Lets give people some facts. The measure of income inequality is the Gini coeffecient. If all the income is owned by one person, and noone else has any income, the Gini coefficient is 1.0, and if everyone has the exact same income the Gini coefficient is Zero.
Since 1994 the US Gini Coefficient has been, for individuals, about 0.5, with small variations from 0.499 all the way to 0.512
http://politicalcalculations.blogspot.com/2011/10/shocking-trend-in-us-individual-income.html
I wonder what the figure would be if you factored out Soros and his 25B.
It ain’t the Gilded Age... it’s the Gelded Age.
I did not read the entire article. If someone is asking the question is there to wide of a gap between the rich and the poor the answer is yes. The conservative business model says There should not be a multi-million-dollar divide between the highest paid and lowest paid company employee. Capitalism is the best market system. But by design it consolidates money at the top. If that consolidation is excessive it creates disparity that leads to social unrest.
“In 2009 alone, at the same time as the US was being convulsed by mass layoffs, the number of millionaires in the country skyrocketed.”
That is because jobs are being replaced by those who are currently innovating and the innovaters are yet again making money off of their creations. No different than Facebook doing better than MySpace because Facebook offers more and is more polished.
I'm trying to figure out what impact this has in real-world terms.
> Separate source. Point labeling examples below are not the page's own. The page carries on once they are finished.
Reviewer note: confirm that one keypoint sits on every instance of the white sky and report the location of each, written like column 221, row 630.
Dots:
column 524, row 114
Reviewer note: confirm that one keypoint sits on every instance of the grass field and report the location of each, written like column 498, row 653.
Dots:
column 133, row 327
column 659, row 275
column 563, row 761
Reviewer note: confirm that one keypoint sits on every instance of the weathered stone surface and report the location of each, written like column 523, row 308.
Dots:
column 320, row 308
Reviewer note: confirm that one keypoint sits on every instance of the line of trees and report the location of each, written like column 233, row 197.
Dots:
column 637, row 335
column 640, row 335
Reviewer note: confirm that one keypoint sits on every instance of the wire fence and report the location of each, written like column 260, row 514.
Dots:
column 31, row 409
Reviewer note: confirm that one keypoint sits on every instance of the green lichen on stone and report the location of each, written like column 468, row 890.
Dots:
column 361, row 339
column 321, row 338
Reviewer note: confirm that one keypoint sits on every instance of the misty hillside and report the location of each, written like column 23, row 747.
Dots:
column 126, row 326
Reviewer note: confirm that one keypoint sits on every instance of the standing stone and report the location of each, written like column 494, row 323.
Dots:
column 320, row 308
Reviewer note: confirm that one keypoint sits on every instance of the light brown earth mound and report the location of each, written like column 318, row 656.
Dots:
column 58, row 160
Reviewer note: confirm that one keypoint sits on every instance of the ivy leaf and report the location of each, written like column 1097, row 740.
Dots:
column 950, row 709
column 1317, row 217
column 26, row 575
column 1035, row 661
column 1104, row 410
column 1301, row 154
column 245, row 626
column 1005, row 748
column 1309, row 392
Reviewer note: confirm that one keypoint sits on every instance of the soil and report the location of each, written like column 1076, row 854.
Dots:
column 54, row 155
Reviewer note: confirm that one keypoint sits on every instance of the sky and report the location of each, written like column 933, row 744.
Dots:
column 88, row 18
I mean, what does this MEAN for Germany? Is it somehow more free, has a better system, and the poor are less poor?
I ask because it seems like when you're talking about whether the top five percent has 'less than half the assets' or the top five has 2/3, it really doesn't seem much of a difference in real world terms for the rest of us.
“ Inequality in America is greater than it has been in almost a century. Those fortunate enough to belong to the 1 percent, made up of the super-rich, stand on one side of the divide; the remaining 99 percent on the other.”
But notice who, exactly, is being complained about and who is exempted from this complaint.
Even though Forbes, in their Celebrity 100 list for 2010 lists Oprah Winfrey’s income at 315 million, nobody is complaining that her wealth is part of “inequity”. Forbes ranked Beyonce Knowles at #2 in this list, with an income of $87 million.
The band U2 came in at #7 with 130 million. Jay-Z is number #15 at $63 million.
Is there something wrong that such talented people can earn so much worldwide income? No, actually, the leftist complaint is inverted. Instead of being a problem in our society, it is something to be celebrated.
The real problem is how few of those who complain about “income inequality” take full advantage of all the free ways to vastly improve their own ability to be similarly successful.
One case in point: while she is not American, J.K. Rowling wrote the first of her Harry Potter books while tending to her child and camping out in coffee houses of Edinburgh. Don’t like to write? The entire undergraduate coursework of a number of major universities is available online for free, if someone would only spend the time.
It appears that time is the one thing that #OWS have in abundance, along with writers for swanky leftist European magazines.